Lamezia Terme, 17 maggio 2011 – “Ultimamente sono apparse sulla stampa ripetute dichiarazioni del presidente dell’
Ama Calabria Gennaro Pollice e degli altri dirigenti Francesco e Aurelio Pollice, i quali mi investono del problema dell’Istituto musicale Guzzi”. Così, il sindaco di Lamezia,
Gianni Speranza interviene in merito alla ormai nota querelle sull’Istituto musicale Guzzi. “Nel frattempo - prosegue - l'Amministrazione comunale continua a ricevere delegazioni del personale dell'associazione musicale e genitori dei ragazzi. Sto diventando, anche su questo punto, come è ormai costume in città, la controparte e il bersaglio. Da quando sono sindaco l'Amministrazione comunale ha sempre sostenuto tutte le attività dell’Ama Calabria e non solo quelle dell’Istituto musicale. Quest'anno, di fronte alle minori disponibilità di Bilancio, a causa dei tagli per 2,8 milioni da parte del governo nazionale, gli uffici comunali e l’assessore alla Cultura hanno chiesto all’Ama di
rinegoziare la convenzione pluriennale per l’Istituto musicale che ammonta a
100mila euro all'anno. Preso atto che
l’Associazione non intendeva procedere ad una sostanziale riduzione ma solo ad un piccolissimo ritocco, posso tranquillizzare l’Ama Calabria e tutti i genitori dei ragazzi della scuola che l’

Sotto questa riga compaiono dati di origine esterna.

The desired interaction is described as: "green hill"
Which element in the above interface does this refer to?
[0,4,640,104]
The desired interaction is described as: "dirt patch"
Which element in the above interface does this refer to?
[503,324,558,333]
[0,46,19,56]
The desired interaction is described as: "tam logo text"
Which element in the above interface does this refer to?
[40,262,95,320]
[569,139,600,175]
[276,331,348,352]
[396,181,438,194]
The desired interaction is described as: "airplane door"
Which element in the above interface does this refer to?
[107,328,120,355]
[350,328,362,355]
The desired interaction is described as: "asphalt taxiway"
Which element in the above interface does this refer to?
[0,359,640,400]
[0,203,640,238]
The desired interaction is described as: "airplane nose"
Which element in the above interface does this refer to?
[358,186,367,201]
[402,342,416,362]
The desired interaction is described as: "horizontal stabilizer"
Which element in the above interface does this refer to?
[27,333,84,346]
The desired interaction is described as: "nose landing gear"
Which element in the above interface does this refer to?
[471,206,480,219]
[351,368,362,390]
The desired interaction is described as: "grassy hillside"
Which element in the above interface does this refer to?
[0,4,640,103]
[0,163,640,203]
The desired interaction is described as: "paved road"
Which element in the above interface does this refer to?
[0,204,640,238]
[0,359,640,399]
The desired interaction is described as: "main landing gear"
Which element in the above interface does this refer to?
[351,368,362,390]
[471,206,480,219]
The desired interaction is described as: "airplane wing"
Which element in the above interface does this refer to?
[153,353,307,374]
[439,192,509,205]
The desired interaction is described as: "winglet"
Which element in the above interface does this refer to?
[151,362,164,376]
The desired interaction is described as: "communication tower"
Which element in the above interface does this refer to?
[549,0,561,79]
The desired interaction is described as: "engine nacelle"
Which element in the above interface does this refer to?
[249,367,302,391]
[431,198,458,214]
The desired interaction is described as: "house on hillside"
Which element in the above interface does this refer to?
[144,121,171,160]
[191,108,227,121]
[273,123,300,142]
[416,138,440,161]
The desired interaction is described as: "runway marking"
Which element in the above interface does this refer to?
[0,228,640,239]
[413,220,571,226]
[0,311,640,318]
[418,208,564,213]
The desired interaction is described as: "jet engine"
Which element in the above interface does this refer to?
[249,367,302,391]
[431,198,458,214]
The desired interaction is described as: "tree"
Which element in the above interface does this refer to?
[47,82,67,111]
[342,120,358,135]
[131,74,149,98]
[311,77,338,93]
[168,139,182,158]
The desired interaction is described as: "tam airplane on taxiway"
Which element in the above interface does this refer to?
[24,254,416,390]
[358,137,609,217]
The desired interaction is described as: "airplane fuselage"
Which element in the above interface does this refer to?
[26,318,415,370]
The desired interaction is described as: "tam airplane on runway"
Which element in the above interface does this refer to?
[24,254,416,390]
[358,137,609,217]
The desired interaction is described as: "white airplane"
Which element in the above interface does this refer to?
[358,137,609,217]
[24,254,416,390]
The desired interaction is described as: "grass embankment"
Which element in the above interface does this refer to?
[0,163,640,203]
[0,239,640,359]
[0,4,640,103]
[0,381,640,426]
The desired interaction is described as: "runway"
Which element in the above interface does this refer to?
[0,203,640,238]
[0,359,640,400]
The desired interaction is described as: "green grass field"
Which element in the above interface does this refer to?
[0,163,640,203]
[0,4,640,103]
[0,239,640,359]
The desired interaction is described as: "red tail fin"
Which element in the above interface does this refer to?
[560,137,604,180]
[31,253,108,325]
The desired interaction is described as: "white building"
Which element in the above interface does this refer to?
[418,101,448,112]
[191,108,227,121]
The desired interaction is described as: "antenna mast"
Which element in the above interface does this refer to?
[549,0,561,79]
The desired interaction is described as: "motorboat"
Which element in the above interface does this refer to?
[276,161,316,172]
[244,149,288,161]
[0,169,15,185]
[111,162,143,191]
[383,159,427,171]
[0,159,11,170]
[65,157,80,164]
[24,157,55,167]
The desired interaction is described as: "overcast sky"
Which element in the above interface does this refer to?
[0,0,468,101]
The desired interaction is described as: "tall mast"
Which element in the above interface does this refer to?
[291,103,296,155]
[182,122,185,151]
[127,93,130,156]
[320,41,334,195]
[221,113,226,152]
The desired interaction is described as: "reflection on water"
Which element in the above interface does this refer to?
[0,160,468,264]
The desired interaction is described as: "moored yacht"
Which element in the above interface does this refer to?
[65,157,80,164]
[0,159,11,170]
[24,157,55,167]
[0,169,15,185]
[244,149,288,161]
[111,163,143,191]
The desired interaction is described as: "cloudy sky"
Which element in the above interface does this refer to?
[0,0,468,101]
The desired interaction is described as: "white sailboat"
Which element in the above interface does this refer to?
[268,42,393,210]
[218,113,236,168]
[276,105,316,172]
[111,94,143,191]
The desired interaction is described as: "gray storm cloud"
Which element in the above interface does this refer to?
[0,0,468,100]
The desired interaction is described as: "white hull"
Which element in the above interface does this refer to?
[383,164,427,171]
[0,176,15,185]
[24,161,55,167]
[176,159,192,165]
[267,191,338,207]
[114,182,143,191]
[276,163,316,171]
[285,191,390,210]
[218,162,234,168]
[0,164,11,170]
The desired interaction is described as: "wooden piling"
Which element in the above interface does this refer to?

Amministrazione ha intenzione di rispettare la convenzione firmata fino alla scadenza. Tra l’altro il Comune ha messo formalmente a disposizione dell’Ama Calabria alcuni
locali comunali adeguati all’Istituto (che sono
adiacenti al Parco di Scinà), così come l’anno scorso ha offerto altri locali che non sono stati accettati e sono ora utilizzati da una scuola pubblica. Ho sempre incontrato i diversi rappresentanti della famiglia Pollice; sono stato coinvolto anche quando sorgevano problemi con gli assessori e gli uffici. Perché continuare a tirarmi in ballo sempre e comunque? Dal momento che ho tranquillizzato tutti sulla convenzione, chiedo all'Ama Calabria di interloquire con l’assessore alla Cultura e con gli uffici competenti per tutti gli altri problemi che competono loro.
Sulla convenzione - conclude Speranza -
sono disposto lunedì 23 a ricevere una delegazione di genitori”.